Voice input using the microphone button
Press the microphone button in the chat to speak instead of type, then press again when you are done. Your speech is transcribed to text and sent to the agent. You can speak in your native language, the agent understands most languages fluently.
- You speak faster than you type, and want to save time.
- You want to “think out loud” and ramble unstructured thoughts without having to think about how to phrase them.
- You are on the go, taking a walk or sitting in a car, and don’t want to type.
- You are discussing something with your colleague, and want the agent to record it so it can summarize the key points, or offer feedback.
- You have just finished a meeting. Press the mic button, hand the phone around to the other participants and ask them to share their thoughts and insights after the meeting. Then ask the agent to send a summary to everyone.
- You can edit your message or complement your message with info that is more easily typed or copy/pasted, for example a URL or email address.
- You can click the mic button again to add more to your message before sending.
- You can attach files or images to your message before sending.
Text-to-speech using the speak button
Hover over a chat message, and click the “speak” button to have it read aloud. This is useful if you prefer to listen rather than read, for example because you are taking a walk or making coffee or having lunch.
Walk & Talk mode
Walk & Talk mode is a mostly hands-free variant of the chat, optimized for situations where you want to look at your phone as little as possible—like walking, driving, or having lunch. To activate it, press “Walk & Talk” below the chat input. The flow is:- Press the mic button to start speaking. Press again when done.

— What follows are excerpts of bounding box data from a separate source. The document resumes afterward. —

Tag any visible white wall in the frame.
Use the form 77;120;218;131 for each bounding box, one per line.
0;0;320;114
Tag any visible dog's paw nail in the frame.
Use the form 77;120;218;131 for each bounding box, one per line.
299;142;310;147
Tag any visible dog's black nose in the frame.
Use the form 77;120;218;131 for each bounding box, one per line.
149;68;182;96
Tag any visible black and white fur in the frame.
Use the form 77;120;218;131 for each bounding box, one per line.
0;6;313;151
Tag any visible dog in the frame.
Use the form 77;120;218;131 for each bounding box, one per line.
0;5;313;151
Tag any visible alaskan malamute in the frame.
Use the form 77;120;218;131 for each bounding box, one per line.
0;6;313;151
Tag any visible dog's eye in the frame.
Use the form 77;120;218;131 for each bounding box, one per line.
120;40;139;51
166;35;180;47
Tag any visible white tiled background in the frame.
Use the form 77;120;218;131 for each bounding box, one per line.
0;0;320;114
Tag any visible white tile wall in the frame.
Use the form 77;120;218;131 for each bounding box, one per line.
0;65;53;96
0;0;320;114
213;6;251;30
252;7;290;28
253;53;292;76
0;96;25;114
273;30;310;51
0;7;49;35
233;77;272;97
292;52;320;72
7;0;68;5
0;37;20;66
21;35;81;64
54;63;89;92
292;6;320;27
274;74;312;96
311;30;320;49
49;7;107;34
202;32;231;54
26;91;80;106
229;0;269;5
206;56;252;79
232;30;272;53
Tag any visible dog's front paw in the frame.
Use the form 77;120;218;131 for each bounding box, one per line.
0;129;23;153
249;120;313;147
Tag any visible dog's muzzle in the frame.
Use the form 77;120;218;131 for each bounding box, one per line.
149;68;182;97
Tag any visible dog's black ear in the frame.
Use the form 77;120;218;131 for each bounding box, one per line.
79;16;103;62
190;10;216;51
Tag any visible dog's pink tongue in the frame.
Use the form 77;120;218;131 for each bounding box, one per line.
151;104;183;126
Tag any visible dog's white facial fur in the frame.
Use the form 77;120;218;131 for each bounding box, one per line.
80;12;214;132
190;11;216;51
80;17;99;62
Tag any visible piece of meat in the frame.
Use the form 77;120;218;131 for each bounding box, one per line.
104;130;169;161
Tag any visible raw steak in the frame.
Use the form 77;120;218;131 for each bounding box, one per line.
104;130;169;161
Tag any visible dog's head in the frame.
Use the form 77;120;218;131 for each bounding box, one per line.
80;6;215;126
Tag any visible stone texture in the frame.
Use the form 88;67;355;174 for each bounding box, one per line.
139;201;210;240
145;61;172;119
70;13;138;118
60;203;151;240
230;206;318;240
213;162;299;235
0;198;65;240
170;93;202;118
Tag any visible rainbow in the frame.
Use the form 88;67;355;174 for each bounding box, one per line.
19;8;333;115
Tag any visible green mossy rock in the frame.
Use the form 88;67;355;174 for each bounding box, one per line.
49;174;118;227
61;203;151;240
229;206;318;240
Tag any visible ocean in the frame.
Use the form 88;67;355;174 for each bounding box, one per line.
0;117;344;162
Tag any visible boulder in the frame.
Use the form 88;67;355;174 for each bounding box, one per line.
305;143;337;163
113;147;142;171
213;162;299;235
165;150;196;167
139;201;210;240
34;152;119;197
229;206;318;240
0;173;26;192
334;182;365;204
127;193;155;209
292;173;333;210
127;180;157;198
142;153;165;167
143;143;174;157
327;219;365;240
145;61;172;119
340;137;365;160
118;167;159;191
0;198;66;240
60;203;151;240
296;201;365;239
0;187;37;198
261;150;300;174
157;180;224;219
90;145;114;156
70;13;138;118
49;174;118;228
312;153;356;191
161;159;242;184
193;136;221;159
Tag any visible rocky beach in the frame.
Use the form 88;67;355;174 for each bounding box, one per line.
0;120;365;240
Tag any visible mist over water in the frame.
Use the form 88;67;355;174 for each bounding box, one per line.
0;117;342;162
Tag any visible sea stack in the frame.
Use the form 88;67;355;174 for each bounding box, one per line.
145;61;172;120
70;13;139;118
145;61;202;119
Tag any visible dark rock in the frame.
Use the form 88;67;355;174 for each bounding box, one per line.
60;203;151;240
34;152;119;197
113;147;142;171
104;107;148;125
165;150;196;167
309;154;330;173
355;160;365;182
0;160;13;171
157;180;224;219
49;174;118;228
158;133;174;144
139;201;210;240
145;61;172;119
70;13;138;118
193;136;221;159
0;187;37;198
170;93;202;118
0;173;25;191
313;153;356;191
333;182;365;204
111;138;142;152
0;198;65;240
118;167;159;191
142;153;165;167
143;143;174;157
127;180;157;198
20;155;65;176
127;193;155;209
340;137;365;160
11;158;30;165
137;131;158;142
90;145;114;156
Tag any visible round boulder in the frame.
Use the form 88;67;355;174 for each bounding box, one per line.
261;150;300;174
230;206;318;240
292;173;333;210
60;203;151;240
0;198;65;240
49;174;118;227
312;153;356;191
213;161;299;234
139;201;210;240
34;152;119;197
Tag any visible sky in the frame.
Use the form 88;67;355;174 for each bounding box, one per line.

- Your speech gets transcribed, the agent generates a response, and it’s automatically converted to speech.
- Press the play button to hear the response.

Why not real-time voice chat?
Many AI products offer real-time voice conversation, and Abundly does it too via the phone call capabilities (described below). But at the moment, real-time voice chat comes with tradeoffs. Here are some typical problems you may have encountered when using real-time voice chat in other platforms:- Interruptions — pause to think or catch your breath, and the AI assumes you’re done and starts responding
- No control over playback — you can’t easily pause, rewind, or re-read what the AI said
- Audio-only — you can’t glance at a message, copy a link, or switch to typing without losing context
- Reduced intelligence — real-time voice models prioritize speed over capability, so they are more likely to make mistakes or hallucinate.
We plan to add real-time voice conversations to the chat interface when the underlying technology has matured enough to avoid the problems above.
Phone calls (beta)
Everyone has a phone. That makes phone calls a universal interface—anyone can talk to your agent just by calling, and your agent can call anyone. No apps to install, no accounts to create. Your agent can make outbound calls (to you, your team, or external contacts) and receive inbound calls from anyone with the phone number.Phone calls are in beta. Contact support@abundly.ai to enable this feature. To receive calls, your agent will need a dedicated phone number, which we set up manually for now.
Current limitations
Phone calls use real-time voice models, which have the same tradeoffs described above. Most importantly, reduced intelligence compared to text-based interaction. This means:- Simple queries work well — “Can you summarize the orders you processed today?” or “What’s on my calendar tomorrow?”
- Complex tasks may fail — Multi-step problems involving several tool calls are more likely to produce mistakes or hallucinations
Workaround: the receptionist pattern
For complex requests, treat phone calls like a receptionist: capture the problem, confirm it with the caller, then solve it after the call. In the platform, when a call ends, the agent receives a “phone call ended” trigger with the full transcript. This lets the agent process the request using its full capabilities—not the speed-optimized real-time model. In practice, this means instructing your agent to say things like: “Got it, I’ll look into that and get back to you later.” The caller experiences one agent, but the heavy lifting happens after the call with the agent’s full intelligence.
Example instructions
- “When someone calls about a technical issue, interview them to understand the problem, confirm it, then say you’ll follow up. After the call, send me an email summary and add a ticket to Notion.”
- “If a photographer calls to swap shifts, capture the details and confirm. After the call, update the schedule and text them a confirmation.”
- “Every monday morning, call all customers who signed up within the last week (and opt-in on receiving calls). Interview them about their first impressions (see the guide document for details). After the call, save the transcript in our customer interview database.”
Configuration
Once you have enabled the Make Phone Call and Receive Phone Call capabilities, you can configure them. This gives you better control over the agent’s behavior during phone calls.- Capabilities enabled: You can choose to disable all other capabilities for the agent while it is making a phone call. This is useful for safety reasons, or to reduce the risk of the agent being distracted by tools when it doesn’t need them.
- Custom instructions: You can configure custom instructions for phone conversations. These will replace the agent’s normal instructions. This is useful if your agent’s normal instructions contain a bunch of information that is not relevant to the phone call, which may potentially confuse the agent.
- Whitelist: You can configure a whitelist of phone numbers that the agent is allowed to call.
- Approval: You can configure whether the agent needs user approval to make or receive calls.
These settings essentially let you make a simplified version of the agent when making or taking phone calls, which compensates for the reduced intelligence of the real-time voice model.